With interest rates having already risen across the UK and Europe and further hikes expected in the coming months, analysts at Goldman Sachs have predicted that higher interest rates will prove beneficial to reinsurance companies in the long term.
Although interest rate growth could lead to lower investment income due to negative impacts on realised gains in the short term, Goldman Sachs says higher reinvestment yield will ultimately lead to higher future investment income.
For the life segment, higher interest rates economically benefit them, as the insurers can release some capital as the capital requirement reduces, analysts note.
But reinsurance companies assets have a longer duration and hence the positive impact from a higher reinvestment yield would be slower to flow through the portfolio than for other sectors.
Therefore, Goldman Sachs argues that the decline in realised gains would be more prominent in the short term, given a less positive offset from higher ordinary investment income.
“We expect FY22 to see lower investment income, apart from Hannover Re that benefits from inflation-linked bonds, but will see higher investment income from 2023E onward,” analysts explained. “However, higher rates are still a positive economically for the reinsurers, even if the benefit takes longer to work through.”
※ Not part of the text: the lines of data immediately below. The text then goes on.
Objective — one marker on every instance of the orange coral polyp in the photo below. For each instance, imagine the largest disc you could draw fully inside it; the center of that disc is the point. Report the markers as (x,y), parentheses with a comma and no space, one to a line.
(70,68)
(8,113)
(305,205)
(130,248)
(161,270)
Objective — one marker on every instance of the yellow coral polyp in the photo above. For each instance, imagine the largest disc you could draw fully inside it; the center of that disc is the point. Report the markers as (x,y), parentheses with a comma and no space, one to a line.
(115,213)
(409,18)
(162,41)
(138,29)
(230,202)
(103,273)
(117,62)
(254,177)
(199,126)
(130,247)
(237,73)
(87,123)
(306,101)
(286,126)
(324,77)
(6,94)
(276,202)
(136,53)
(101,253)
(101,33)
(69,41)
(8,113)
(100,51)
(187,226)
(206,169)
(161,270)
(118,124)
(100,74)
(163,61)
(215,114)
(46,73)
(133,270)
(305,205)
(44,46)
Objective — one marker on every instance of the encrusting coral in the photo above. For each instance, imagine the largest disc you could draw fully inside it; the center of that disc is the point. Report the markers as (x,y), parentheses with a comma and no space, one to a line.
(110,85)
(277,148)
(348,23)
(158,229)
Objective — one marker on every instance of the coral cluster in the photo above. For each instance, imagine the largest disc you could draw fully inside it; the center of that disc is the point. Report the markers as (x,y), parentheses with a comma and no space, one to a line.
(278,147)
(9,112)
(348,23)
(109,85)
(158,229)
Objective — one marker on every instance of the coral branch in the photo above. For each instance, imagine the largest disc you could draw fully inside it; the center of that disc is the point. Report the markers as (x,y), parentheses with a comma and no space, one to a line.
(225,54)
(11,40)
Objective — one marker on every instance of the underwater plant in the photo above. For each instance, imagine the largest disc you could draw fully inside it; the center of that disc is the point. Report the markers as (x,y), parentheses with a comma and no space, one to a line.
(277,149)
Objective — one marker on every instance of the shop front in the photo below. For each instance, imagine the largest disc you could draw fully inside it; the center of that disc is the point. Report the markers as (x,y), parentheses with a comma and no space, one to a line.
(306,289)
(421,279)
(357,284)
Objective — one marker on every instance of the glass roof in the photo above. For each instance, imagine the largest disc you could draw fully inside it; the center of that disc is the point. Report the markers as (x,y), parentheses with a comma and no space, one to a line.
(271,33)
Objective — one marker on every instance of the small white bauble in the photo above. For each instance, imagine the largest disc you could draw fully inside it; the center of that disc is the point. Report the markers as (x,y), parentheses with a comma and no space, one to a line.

Reinsurers have seen reinvestment yield increase significantly at the half year, with Munich Re’s rate increasing to 2.8% at the half year from 2.1% at Q1 2022, while SCOR’s reinvestment rate reached 4.1%, almost double that of FY 2021, and Swiss Re’s reinvestment yield is now 3.1% vs 0.9% at Q1.
Hannover Re did not provide an explicit number for the reinvestment rate but indicated that the reinvestment yields vary across different geographies, with the US at 3.1% and Europe at 1.5%.
Aside from higher future investment income, Goldman Sachs believes solvency ratios would also benefit from the higher interest rate, while underwriting discipline is also unlikely to suffer as the higher rates help to offset inflation.
“We see this as an industry-wide positive,” analysts concluded. “We believe insurers should be rewarded for the underwriting risk and not investment risks … In our view, the higher investment returns are not necessarily competed away as they will help insurers get to their higher ROE targets.”